Bīžan Mofīd's City of Tales: Satire, Folklore, and Social Critique in Late Pahlavi Iran

Despite its enduring popularity and status as an important work of modern Iranian drama, Bīžan Mofīd's play Šahr-e Qeṣṣe (City of Tales, 1968) has received relatively little scholarly attention*. The present paper addresses this dearth of discussion by presenting a set of preliminary reflections on the work’s critique of society in late Pahlavi Iran. Specifically, it explores how the playwright uses folklore and humor to shape a highly original, linguistically playful discourse influenced by anti-establishment sentiments prevalent among Iranian intellectuals at the time. As a part of this investigation, the play is compared with two other popular works, each of which share different, but equally significant, traits with Šahr-e Qeṣṣe: Ṣamad Behrangī's Māhī-ye Sīyāh-e Kūčūlū (1968) and Aḥmad Shāmlū’s Parīyā (1953/54). The analysis shows that Mofīd shared the critical attitude of Behrangī and Shāmlū, but that he, unlike these writers, did not celebrate the use of force as a means of achieving emancipation. Mofīd thus emerges as a sober and distinctly humanist voice inviting his audience to critical reflection on the nature of social responsibilty rather than rash, ideological action.
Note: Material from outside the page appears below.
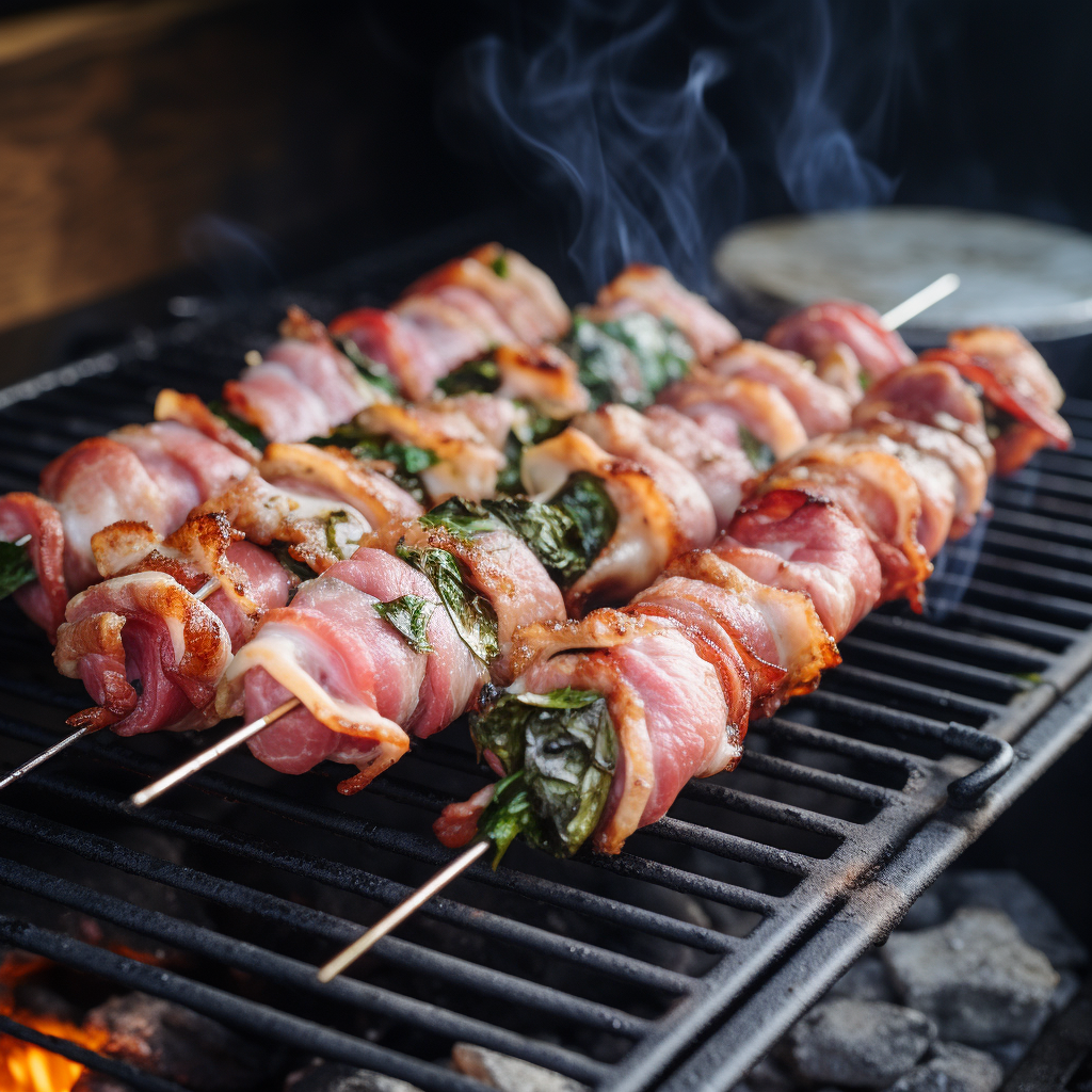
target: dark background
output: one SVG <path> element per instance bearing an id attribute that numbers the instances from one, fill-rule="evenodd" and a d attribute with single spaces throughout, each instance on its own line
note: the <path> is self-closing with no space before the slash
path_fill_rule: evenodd
<path id="1" fill-rule="evenodd" d="M 572 185 L 512 146 L 460 61 L 486 35 L 519 72 L 550 43 L 579 66 L 658 16 L 595 71 L 672 92 L 696 52 L 723 63 L 704 102 L 734 174 L 697 187 L 704 245 L 739 218 L 889 198 L 1092 229 L 1092 5 L 118 7 L 67 37 L 73 13 L 102 5 L 16 5 L 0 21 L 0 381 L 170 322 L 173 296 L 260 292 L 459 217 L 487 230 L 513 206 L 538 232 L 532 257 L 578 298 Z M 4 58 L 28 22 L 60 33 Z M 871 165 L 864 183 L 843 185 L 836 147 L 800 158 L 802 134 L 831 126 Z M 598 236 L 607 268 L 615 234 L 607 222 Z M 691 283 L 695 249 L 676 263 Z"/>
*) The work is treated in some detail by Abbas Amanat in Iran: A Modern History (Yale, 2017) and Andrea Ritzel-Moosavi Male in Komödiantische Volkstheatertraditionen in Iran und die Entstehung des iranischen Berufstheaters nach europäschem Vorbild von der Jahrhundertwende bis 1978 (Verlag Peter Lang, 1993). Briefer mentions include William O. Beeman's Iranian Performance Traditions (Mazda, 2011) and Willem Floor's The History of Theater in Iran (Mage, 2005).